The steelman for keeping it strict
The case against carve-outs is not frivolous. A privacy harm does not shrink because the company causing it is small; a 50,000-record breach at a clinic can be more damaging than a 5-million-record leak of low-sensitivity data. Uniform rules are also simpler to enforce and harder to game — once you create a threshold, firms have an incentive to structure themselves to stay just under it. Regulators who have watched the GDPR's SME exemptions get exploited have reason to be wary. Beijing's own enforcers clearly share the concern, which is why the simplification is deliberately narrow.
And it is narrow. The CAC's draft offers no relief for sensitive personal information or for cross-border data transfers — the two highest-risk categories. The same week, on April 2, 2026, the CAC, the Ministry of Industry and Information Technology, and the Ministry of Public Security jointly announced a 2026 special enforcement campaign spanning seven domains: apps and SDKs, internet advertising, education, transportation, healthcare, finance, and criminal trafficking of personal data. Penalties range from app-store removal to criminal liability. The signal is unmistakable — flexibility for low-risk, low-volume processing; sharpened teeth where the stakes are real.
Why this is the right shape, even if the motives are mixed
From a pro-innovation standpoint, risk-tiering is the correct design. Compliance cost is a regressive tax: a fixed audit-and-documentation burden consumes a far larger share of a 10-person startup's resources than a platform's. Flat regimes don't protect users better; they just price small entrants out and entrench incumbents who can amortize a compliance department. By scaling obligations to actual data-subject exposure, the CAC is targeting the variable that correlates with harm rather than the one that correlates with a firm's ability to lobby. The January 2026 CAC guidance pointed the same direction, treating facial recognition and other sensitive processing as requiring mandatory impact assessments regardless of scale — concentrating scrutiny where it belongs.
This matters beyond China.

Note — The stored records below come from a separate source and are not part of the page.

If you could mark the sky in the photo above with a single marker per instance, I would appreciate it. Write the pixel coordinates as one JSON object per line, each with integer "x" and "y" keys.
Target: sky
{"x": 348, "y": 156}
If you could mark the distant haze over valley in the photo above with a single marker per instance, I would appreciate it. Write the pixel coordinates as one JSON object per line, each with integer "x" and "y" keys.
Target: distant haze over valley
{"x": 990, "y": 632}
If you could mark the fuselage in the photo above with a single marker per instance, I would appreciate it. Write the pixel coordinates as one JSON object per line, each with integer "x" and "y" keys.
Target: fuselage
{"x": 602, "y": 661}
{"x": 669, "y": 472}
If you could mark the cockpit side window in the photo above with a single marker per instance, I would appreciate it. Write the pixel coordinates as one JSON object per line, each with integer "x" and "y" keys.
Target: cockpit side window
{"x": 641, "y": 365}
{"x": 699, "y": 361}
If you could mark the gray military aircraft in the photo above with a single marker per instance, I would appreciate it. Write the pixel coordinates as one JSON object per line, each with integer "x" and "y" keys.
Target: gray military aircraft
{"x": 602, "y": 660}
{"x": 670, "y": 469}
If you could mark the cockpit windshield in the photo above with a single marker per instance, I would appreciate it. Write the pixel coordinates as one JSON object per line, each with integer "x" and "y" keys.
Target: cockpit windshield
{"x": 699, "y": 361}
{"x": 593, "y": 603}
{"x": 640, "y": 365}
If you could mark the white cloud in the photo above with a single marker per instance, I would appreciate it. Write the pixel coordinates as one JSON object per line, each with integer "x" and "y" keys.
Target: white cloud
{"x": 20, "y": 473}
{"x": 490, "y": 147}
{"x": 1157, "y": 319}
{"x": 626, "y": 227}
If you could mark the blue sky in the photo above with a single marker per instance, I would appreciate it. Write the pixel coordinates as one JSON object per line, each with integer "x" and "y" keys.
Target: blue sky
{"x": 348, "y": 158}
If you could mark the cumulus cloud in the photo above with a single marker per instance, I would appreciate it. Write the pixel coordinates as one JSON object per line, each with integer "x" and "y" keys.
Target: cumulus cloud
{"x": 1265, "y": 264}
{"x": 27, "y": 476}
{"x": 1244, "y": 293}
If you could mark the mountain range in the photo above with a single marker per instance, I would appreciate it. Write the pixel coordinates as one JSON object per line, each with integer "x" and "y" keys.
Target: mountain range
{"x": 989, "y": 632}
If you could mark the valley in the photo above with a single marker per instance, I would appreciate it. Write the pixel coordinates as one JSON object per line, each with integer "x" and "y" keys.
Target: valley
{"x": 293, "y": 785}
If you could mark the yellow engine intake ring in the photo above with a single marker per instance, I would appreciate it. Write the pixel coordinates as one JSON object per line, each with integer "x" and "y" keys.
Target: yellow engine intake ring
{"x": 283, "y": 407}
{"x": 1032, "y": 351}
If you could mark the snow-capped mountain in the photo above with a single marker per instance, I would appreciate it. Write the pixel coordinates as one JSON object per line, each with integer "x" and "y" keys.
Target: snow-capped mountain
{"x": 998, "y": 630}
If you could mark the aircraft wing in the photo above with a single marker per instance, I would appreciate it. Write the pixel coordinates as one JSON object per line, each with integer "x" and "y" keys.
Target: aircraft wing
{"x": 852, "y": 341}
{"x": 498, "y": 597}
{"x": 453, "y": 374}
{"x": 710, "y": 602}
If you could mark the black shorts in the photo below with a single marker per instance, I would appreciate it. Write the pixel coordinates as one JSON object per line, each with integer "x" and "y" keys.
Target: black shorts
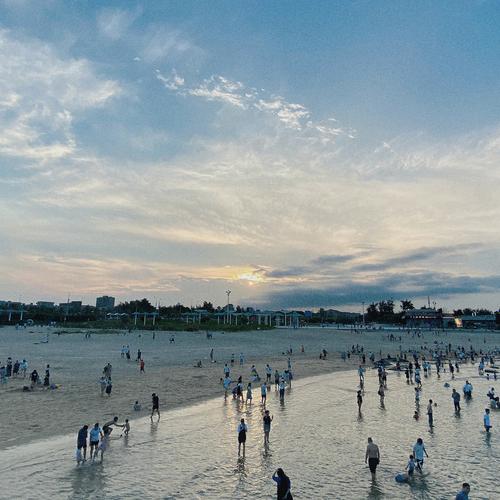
{"x": 372, "y": 463}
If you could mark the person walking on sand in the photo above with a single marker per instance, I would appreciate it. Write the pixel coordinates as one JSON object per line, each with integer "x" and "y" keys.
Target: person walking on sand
{"x": 372, "y": 456}
{"x": 283, "y": 485}
{"x": 242, "y": 436}
{"x": 267, "y": 419}
{"x": 156, "y": 405}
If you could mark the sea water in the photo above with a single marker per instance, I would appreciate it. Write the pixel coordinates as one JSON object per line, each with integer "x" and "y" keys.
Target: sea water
{"x": 317, "y": 437}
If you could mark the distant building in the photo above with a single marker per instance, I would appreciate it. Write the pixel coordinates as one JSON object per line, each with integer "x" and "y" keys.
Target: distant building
{"x": 423, "y": 318}
{"x": 43, "y": 304}
{"x": 477, "y": 321}
{"x": 105, "y": 302}
{"x": 73, "y": 307}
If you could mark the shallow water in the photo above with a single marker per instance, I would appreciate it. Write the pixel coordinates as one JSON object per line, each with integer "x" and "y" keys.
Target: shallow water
{"x": 317, "y": 438}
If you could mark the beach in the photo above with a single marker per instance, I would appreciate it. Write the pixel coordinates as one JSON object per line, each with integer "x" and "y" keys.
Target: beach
{"x": 76, "y": 364}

The EU is reopening parts of the GDPR precisely because uniform obligations strangled small operators, and the proportionality instinct on display here — calibrate the rule to the risk, not the logo — is one other jurisdictions are converging on independently. That a one-party state arrives at it for its own reasons doesn't make the design wrong.
The caveats are equally real, and worth stating plainly. The cross-border regime stays heavy: PIPL's Article 38 still forces overseas transfers through one of three gates — a CAC security assessment, certification, or a standard contract. The new Certification Measures, issued jointly by the CAC and the State Administration for Market Regulation and effective January 1, 2026, only opened the certification door to processors moving the data of between 100,000 and one million people (and fewer than 10,000 sensitive records). For everyone above that, friction remains the point. A regime that frees a coffee chain from paperwork while keeping the open internet's data flows tightly valved is proportionate in one dimension and protectionist in another.
There is also the matter of who holds the dial. A tiered system administered by a regulator with broad discretion and an annual "special campaign" is a system that can be loosened or tightened at will, by sector, on political cue. Proportionality administered transparently is a virtue; proportionality as an instrument of selective pressure is something else.
The takeaway
China's privacy regime is maturing from a blunt instrument into a graduated one — and the direction is sound. Easing the load on sub-100,000-user processors while reserving enforcement firepower for sensitive data and cross-border flows is closer to evidence-based, risk-weighted regulation than most first-generation privacy laws managed. The open question is whether the same hand that calibrates so sensibly for small firms will keep cross-border data flows hostage to security review — and whether the discretion that makes tiering possible stays a tool of proportionality rather than control.